Beck to isolate and describe the phenomenon of automatic thoughts that are associated with the processing of current information - they are involuntary, fleeting, unconscious and directly lead to emotional and behavioral reactions. The scientist notes that the emotional disorders (sadness, anxious affect, irritability), automatic thoughts has a number of specific features. For example, sadness is associated with the idea of loss, anger - a violation of any standard, the anguish - the content of the negative thoughts about themselves, the world, the people, the future (depressive triad), fear - of external threat and the inability to cope with it by virtue of its own insolvency.
The structure of personality in cognitive psychology
In cognitive psychology by J. Kelly personality structure is identified with two types of personal constructs to ensure the accumulation of human knowledge about ourselves and the world around us:
- Basic ("nuclear") - for the interaction with other people;
- Peripheral - to address the current challenges of a smaller level.

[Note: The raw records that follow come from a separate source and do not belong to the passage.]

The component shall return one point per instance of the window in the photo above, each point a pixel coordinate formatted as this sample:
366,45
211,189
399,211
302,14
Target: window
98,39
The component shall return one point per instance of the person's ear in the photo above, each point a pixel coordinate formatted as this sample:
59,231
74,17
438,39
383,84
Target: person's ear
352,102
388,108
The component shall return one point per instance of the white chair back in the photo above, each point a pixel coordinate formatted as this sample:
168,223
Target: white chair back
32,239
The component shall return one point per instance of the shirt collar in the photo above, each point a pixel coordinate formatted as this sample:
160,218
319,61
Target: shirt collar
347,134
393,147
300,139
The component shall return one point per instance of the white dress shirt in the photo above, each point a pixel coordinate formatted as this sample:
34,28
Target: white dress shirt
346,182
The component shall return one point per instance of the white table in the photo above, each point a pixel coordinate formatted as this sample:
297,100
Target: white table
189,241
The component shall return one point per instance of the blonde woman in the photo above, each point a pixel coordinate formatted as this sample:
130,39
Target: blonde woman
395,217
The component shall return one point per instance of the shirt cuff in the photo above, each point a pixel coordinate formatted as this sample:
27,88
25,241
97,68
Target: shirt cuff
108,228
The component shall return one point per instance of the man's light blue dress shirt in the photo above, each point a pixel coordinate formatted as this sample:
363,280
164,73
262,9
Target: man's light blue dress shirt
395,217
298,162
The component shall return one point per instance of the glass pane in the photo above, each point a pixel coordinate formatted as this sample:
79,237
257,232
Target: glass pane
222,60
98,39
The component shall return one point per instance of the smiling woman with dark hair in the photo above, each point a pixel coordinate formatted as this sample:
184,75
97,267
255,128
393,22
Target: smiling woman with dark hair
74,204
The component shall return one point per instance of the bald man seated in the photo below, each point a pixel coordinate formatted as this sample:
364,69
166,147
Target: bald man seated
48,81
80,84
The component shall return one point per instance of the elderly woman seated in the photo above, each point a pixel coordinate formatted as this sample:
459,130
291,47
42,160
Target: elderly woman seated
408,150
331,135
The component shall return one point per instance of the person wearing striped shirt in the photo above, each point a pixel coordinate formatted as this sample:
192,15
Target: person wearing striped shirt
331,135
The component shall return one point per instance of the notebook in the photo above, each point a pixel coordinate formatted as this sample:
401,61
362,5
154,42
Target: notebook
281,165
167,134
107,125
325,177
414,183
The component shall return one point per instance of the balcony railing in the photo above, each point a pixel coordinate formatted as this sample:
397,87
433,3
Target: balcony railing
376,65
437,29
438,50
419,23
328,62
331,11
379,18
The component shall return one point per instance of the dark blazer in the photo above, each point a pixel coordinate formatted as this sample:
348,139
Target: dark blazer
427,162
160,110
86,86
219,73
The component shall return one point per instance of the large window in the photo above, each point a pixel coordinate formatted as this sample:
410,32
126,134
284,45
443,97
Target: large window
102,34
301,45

Each construct a dichotomous form (eg, "good - evil," "sociable - closed"). The whole system of personal constructs a hierarchical structure, functioning under partly innate, partly acquired by the plans of the information processing - the so-called "schemes". Personality development continues throughout life as the path of accumulation of constructs, and on ways to improve the «schemes».

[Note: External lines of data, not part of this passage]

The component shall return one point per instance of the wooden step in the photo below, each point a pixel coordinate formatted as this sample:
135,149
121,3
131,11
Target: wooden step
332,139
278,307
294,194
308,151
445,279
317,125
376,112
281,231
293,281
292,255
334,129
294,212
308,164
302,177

Relationship of consciousness and the unconscious
An interesting is a view of "cognitive scientists" on the relationship of consciousness and the unconscious. First, the rebuilding of the psychoanalytic understanding of the unconscious, they introduced the concept of "unconscious." Unconscious includes not, what is suppressed in the unconscious because of dissatisfaction with congenital instincts (according to Freud), and a condition in which a lack of awareness of existing internal processes. For example, the input data may not be realized, but the cause of human behavior act automatically. Second, cognitive processes occur on conscious and unconscious levels. Moreover, the latter is characterized by a high-speed processing of information.
Conclusion
In a broad sense, cognitive psychology - is the branch of psychology (and the discipline), based on the cognitive paradigm, and its subject - discursive activity, interpretation of data, the emergence and transformation of mental representations, as well as their understanding, extended to the analysis of all types of knowledge or cognition. In a narrow sense, the content of cognitive psychology is broadly consistent with cognitive psychology (cognitive) processes in the national tradition as a branch of general psychology.